Le titre de cette présentation est trop vaste car en réalité - m'appuyant sur la loi des avantages comparatifs - je m'intéresserai uniquement à la recherche en sciences sociales.

J'essaierai essentiellement d'avancer quelques propositions concrètes pour susciter la discussion. Néanmoins, en guise d'introduction, je voudrais faire deux remarques.

La première porte sur ce qu'on entend par sciences sociales. Pour ma part, je les comprends au sens large. J'y inclus bien entendu l'économie, les sciences "politiques et sociales" et la sociologie. Toutefois, je crois qu'il faut également y incorporer les sciences de l'administration (publique ou privée(1), la psychologie, les sciences de l'éducation et même certaines activités des écoles de santé publique.

Ma seconde remarque préliminaire se présente sous forme d'un paradoxe. L'essor des sciences sociales s'est effectué dans une période de prospérité et leur recul dans une conjoncture économique difficile(2)). De façon évidente, le besoin objectif d'une bonne compréhension des phénomènes économiques et sociaux est nettement plus élevé dans une période de crise. Or, comme - très logiquement - les recherches en sciences sociales sont financées dans une large mesure par les pouvoirs publics, on a l'impression que la contrainte budgétaire actuelle se fait sentir de façon prioritaire et plus lourde sur le secteur des sciences sociales. Il y a donc là inadéquation entre le besoin et les moyens.

J'en viens maintenant à quelques propositions concrètes:

1. Si, comme je viens de l'indiquer, la contrainte budgétaire fait sentir ses effets au moment où le besoin est important, il faut y voir l'indice d'un énorme problème de marketing de la recherche en sciences sociales auprès du public et du monde politique. Pour y remédier, j'avance les trois

suggestions suivantes:

1.1. la planification avec l'aide des stations de télévision(3) d'émissions du style "open university" consacrées soit à des concepts utilisés en sciences sociales soit aux résultats concrets de recherches si possible menées conjointement avec des personnes faisant de la recherche en dehors des sciences sociales (ingénieurs, autres scientifiques, juristes, médecins);

1.2. l'encouragement à des revues de vulgarisation des travaux de recherche plus fondamentaux. Des efforts sont faits dans ce sens en sciences économiques (par exemple) dans le monde anglophone et nous devrions le poursuivre également dans le monde francophone. Pour être concret, je signalerai que les supports existent mais que les spécialistes en sciences sociales n'y collaborent pas assez (ou ne sont pas suffisamment sollicités). En fait, ne pourrait-on envisager la constitution d'une revue "Sciences Sociales" qui serait dans ce domaine pour le monde francophone l'équivalent de "Science" pour le monde anglophone. Si je suis bien informé, diverses revues de ce genre existent en médecine. Il s'agit même parfois dans ce secteur de traductions résumées de revues anglophones.

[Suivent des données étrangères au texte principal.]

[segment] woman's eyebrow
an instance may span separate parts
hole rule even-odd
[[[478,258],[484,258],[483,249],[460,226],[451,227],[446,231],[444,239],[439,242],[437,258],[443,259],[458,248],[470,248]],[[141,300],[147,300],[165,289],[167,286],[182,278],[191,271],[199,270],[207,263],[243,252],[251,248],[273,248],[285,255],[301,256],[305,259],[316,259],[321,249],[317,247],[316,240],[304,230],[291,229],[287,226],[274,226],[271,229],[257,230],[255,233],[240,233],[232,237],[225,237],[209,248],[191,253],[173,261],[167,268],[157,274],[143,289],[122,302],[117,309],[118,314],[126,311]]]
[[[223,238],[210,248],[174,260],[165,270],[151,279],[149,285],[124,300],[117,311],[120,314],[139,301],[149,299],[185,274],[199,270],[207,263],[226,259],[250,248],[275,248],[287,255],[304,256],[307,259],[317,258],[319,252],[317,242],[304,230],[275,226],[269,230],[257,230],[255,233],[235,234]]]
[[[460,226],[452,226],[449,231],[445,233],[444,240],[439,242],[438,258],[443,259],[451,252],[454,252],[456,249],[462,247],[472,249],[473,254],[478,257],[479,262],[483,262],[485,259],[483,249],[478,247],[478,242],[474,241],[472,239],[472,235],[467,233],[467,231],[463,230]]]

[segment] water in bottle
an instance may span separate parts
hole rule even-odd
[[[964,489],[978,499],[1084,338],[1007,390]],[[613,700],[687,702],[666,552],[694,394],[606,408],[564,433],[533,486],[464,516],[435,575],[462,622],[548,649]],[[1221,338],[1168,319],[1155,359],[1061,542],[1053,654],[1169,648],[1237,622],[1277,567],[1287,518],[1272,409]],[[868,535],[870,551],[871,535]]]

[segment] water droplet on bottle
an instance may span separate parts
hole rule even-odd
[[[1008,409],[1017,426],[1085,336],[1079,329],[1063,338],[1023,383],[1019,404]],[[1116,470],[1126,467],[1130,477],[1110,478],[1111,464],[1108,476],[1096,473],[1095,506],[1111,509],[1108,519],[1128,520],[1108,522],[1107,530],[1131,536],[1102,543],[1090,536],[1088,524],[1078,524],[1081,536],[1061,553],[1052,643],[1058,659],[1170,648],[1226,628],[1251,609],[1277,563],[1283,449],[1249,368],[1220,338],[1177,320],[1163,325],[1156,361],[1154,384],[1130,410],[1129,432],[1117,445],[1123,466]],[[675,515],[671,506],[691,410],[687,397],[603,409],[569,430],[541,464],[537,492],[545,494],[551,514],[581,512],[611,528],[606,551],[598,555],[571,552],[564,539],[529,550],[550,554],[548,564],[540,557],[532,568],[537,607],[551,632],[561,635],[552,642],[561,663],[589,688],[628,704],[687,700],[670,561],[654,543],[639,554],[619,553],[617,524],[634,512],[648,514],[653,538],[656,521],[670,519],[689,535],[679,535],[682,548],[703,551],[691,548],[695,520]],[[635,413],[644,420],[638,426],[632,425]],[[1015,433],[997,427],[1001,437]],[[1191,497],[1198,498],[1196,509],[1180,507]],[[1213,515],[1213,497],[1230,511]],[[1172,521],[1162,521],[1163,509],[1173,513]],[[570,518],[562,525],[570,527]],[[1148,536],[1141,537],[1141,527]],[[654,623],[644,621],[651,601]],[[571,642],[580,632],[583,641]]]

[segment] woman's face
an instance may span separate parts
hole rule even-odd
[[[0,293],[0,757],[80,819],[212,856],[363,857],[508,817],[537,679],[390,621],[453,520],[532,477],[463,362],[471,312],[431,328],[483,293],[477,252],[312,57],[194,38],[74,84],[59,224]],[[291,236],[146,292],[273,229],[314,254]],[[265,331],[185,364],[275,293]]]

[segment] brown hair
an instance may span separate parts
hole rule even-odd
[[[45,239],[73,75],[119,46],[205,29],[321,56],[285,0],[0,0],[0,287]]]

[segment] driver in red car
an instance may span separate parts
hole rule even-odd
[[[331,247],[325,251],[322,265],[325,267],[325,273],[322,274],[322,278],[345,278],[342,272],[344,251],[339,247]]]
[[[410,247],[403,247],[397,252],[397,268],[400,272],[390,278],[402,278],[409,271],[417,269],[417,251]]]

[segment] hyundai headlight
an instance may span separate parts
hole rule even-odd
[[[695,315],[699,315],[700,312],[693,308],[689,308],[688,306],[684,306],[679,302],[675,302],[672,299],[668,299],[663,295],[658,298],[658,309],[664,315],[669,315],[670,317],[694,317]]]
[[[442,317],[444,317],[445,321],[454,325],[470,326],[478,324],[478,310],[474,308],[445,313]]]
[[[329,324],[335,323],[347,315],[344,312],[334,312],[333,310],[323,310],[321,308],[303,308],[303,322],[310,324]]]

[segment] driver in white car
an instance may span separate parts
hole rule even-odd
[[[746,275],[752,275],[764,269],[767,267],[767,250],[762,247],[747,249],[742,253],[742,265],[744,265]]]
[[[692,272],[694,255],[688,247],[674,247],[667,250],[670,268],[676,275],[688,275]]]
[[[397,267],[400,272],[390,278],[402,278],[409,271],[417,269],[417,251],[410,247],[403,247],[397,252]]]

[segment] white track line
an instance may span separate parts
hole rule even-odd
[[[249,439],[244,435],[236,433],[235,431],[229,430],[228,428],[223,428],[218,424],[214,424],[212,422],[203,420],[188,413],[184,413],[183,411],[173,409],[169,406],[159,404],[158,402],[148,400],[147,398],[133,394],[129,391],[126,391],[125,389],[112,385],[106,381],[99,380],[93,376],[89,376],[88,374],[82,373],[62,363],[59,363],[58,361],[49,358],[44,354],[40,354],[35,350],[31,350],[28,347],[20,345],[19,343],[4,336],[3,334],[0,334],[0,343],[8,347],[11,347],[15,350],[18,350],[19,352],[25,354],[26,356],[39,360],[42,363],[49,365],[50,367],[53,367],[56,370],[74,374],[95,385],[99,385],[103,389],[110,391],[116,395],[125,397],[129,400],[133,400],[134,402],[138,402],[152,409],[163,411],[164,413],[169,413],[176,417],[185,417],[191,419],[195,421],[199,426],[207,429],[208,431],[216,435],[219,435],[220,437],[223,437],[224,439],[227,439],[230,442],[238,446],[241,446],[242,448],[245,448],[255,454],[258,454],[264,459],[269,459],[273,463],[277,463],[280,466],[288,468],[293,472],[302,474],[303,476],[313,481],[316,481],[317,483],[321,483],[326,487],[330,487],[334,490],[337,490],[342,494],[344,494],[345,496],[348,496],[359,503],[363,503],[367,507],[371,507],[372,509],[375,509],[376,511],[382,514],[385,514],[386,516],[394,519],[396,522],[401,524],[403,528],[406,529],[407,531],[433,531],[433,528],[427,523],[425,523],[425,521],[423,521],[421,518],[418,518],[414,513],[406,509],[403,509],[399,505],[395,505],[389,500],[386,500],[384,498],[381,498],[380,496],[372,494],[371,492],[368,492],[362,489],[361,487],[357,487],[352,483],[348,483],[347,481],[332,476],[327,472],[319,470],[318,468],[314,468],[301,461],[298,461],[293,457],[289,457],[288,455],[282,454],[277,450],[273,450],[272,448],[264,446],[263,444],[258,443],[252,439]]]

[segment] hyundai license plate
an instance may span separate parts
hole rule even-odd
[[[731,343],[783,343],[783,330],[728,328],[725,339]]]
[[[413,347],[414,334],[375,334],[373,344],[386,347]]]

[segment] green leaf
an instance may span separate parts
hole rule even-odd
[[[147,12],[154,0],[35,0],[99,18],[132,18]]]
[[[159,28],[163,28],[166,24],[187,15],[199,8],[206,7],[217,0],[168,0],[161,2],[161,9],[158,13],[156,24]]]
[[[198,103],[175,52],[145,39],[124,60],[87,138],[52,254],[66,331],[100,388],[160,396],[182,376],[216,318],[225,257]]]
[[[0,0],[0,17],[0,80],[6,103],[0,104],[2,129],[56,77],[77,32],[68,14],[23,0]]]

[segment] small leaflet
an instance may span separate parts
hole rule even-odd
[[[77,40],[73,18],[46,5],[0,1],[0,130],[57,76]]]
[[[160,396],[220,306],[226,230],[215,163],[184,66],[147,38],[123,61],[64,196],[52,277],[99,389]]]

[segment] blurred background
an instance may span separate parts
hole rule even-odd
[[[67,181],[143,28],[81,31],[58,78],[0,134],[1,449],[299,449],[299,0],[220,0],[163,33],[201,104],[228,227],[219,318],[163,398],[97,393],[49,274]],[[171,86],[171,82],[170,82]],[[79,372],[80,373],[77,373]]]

1.3. ne devrait-on pas contacter les éditeurs des nombreuses revues francophones spécialisées dans un secteur bien limité des sciences sociales afin qu'ils invitent des "contributed papers" (je n'ai pas trouvé de traduction appropriée) de la part de spécialistes d'autres disciplines des sciences sociales pour que ceux-ci fassent l'état de certaines questions qu'ils rencontrent ou de certaines avancées propres à leur secteur?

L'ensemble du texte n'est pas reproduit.